La Tribune dimanche, 15 juin 2025, par Philippe Ridet

En croisière avec Rolin

Mieux vaut tard… Lorsqu’au début de 2022 Olivier Rolin embarque à bord du Champlain, bâtiment de soutien et d’assistance outre-mer, « trapu et teigneux » naviguant dans l’océan Indien, il va sur ses 75 ans. Alors que nombre de ses contemporains se lamentent sur l’air de « la vieillesse est un naufrage », l’écrivain-voyageur, lui, fait son sac. Rappeler l’âge de l’auteur au prétexte de recenser son ouvrage n’est pas très élégant mais c’est bien d’âge, le sien, celui du capitaine et de l’équipage, qu’il est question dans ce court et ironique dans compte rendu de voyage. Et, puis c’est lui qui a commencé ! Dès la page 14, Rolin évoque sa « vétusté », son apparence de « vieille chose » dont on se demande s’il saura « supporter les mouvements du bateau sans se casser le col du fémur ». Il enfonce le clou ? Cherche-t-il notre apitoiement ou notre sourire ? « Ce n’est pas seulement vers les îles Éparses que je navigue mais vers l’état déplorable et un peu ridicule de vieux. Jamais encore […] je n’ai éprouvé à ce point que je faisais partie d’un autre monde. » Tout ça parce que les Éditions de l’École de guerre, qui ne pouvaient lui payer sa préface à l’Histoire de la guerre du Péloponnèse de Thucydide, historien grec du IVe siècle avant notre ère, a décidé de payer ses travaux en nature. Chic, un voyage du plus ! a pensé Rolin, prix Femina pour Port Soudan (1994). Vite il déchante. Ça, une récompense ? Une couchette inconfortable, des heures d’ennui, une compagnie de gamins qui pourraient être les siens… Et même pas une goutte de rhum ! Dès lors le pitch est tout trouvé. Notre auteur survivra-t-il à ce périple ? Un mois de traversée pépère de l’île de la Réunion, point de départ, à Mayotte, point d’arrivée, en passant par Durban jusqu’à ces fameuses îles Éparses dans le canal du Mozambique, où la France entretient l’idée de sa grandeur, des militaires et des scientifiques qui comptent les tortues.
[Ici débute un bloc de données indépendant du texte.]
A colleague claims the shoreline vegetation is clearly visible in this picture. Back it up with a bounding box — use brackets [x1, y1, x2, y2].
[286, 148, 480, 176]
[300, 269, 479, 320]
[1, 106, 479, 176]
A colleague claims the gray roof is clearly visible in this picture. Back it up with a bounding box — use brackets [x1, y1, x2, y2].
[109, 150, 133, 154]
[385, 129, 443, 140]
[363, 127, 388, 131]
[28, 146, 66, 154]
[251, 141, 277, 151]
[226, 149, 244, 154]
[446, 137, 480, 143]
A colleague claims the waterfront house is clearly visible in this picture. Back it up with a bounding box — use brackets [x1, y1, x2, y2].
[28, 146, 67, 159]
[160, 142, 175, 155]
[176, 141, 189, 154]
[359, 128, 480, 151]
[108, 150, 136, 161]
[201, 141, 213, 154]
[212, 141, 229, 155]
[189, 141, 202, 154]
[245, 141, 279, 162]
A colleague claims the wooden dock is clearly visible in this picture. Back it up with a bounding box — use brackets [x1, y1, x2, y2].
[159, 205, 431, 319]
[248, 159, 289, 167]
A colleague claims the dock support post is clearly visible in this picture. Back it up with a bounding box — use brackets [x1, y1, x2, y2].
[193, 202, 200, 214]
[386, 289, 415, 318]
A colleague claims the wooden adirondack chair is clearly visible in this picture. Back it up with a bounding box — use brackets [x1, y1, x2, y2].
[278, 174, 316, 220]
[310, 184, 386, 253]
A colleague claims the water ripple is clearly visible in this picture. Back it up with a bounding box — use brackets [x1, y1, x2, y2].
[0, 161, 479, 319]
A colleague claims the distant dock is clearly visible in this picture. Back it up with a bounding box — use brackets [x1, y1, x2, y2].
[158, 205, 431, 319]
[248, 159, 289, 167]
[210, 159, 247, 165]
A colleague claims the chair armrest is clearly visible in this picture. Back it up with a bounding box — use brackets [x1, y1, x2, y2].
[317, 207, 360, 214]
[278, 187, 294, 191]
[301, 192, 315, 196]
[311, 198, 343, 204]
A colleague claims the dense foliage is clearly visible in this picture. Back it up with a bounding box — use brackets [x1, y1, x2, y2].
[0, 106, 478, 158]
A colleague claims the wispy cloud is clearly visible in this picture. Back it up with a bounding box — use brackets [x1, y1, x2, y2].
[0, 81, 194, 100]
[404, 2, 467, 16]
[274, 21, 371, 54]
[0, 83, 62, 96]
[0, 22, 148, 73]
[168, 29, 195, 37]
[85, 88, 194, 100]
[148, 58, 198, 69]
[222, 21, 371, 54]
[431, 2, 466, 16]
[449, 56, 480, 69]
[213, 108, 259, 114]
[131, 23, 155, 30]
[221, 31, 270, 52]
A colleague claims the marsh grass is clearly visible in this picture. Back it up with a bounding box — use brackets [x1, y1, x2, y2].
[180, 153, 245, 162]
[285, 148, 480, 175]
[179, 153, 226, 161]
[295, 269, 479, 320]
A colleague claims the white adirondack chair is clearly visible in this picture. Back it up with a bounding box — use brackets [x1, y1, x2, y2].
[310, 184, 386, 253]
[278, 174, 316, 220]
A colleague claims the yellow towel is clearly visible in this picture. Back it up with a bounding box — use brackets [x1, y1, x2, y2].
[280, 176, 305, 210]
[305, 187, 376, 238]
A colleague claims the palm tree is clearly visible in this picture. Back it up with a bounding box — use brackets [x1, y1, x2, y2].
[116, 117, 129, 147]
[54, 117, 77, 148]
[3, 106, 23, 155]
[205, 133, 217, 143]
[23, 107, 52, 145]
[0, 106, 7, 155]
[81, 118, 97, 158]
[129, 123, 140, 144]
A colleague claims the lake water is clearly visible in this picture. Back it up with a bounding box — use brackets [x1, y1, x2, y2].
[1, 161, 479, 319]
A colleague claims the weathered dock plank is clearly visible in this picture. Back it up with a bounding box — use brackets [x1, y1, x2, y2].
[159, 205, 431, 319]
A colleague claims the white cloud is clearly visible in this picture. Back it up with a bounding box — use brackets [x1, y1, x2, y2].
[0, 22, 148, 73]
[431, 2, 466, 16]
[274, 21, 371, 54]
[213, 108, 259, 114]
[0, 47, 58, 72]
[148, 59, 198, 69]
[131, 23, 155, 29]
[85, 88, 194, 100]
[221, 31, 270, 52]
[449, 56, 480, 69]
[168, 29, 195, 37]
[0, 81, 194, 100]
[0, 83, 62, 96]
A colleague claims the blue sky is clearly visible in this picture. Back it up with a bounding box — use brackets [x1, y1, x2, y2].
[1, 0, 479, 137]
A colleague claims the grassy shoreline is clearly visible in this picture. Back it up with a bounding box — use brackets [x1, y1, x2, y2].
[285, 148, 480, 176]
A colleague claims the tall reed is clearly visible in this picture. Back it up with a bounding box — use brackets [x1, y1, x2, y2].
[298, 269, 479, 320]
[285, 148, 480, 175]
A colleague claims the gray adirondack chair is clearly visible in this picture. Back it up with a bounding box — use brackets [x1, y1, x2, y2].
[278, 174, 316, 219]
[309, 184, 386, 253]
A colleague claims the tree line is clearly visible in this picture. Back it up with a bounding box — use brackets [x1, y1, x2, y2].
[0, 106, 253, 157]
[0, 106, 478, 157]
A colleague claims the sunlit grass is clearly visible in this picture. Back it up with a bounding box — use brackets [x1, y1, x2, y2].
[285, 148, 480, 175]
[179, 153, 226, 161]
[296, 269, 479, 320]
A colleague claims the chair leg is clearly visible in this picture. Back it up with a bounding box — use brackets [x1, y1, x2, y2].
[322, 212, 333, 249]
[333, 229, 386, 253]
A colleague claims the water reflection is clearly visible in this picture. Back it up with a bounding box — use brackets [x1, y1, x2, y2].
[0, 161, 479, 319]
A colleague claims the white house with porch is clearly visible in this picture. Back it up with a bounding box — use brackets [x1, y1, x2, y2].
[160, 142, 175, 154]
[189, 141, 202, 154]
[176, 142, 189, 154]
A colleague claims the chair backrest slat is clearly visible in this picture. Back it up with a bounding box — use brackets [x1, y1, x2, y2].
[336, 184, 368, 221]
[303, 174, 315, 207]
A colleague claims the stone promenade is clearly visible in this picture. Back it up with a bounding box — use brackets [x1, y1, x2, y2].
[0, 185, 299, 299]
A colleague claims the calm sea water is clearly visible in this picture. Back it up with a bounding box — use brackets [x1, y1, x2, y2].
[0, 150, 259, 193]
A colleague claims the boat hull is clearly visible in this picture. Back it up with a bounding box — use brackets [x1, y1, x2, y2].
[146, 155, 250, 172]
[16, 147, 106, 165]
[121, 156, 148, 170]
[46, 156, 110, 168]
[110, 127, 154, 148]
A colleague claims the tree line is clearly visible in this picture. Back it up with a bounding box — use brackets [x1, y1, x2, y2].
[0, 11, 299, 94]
Inutile de faire durer le suspense. Malgré son grand âge, l’écrivain parviendra à bon port sain et sauf. Armé d’ironie et d’un humour aussi solide que sa connaissance de la mer, il donnera au passage cette leçon d’écriture à l’usage des gens sérieux : « Qu’est-ce qu’écrire sinon ça, imaginer, gloser, reconstituer, déformer, ironiser, faire le malin en somme ? » Encore faut-il savoir le faire.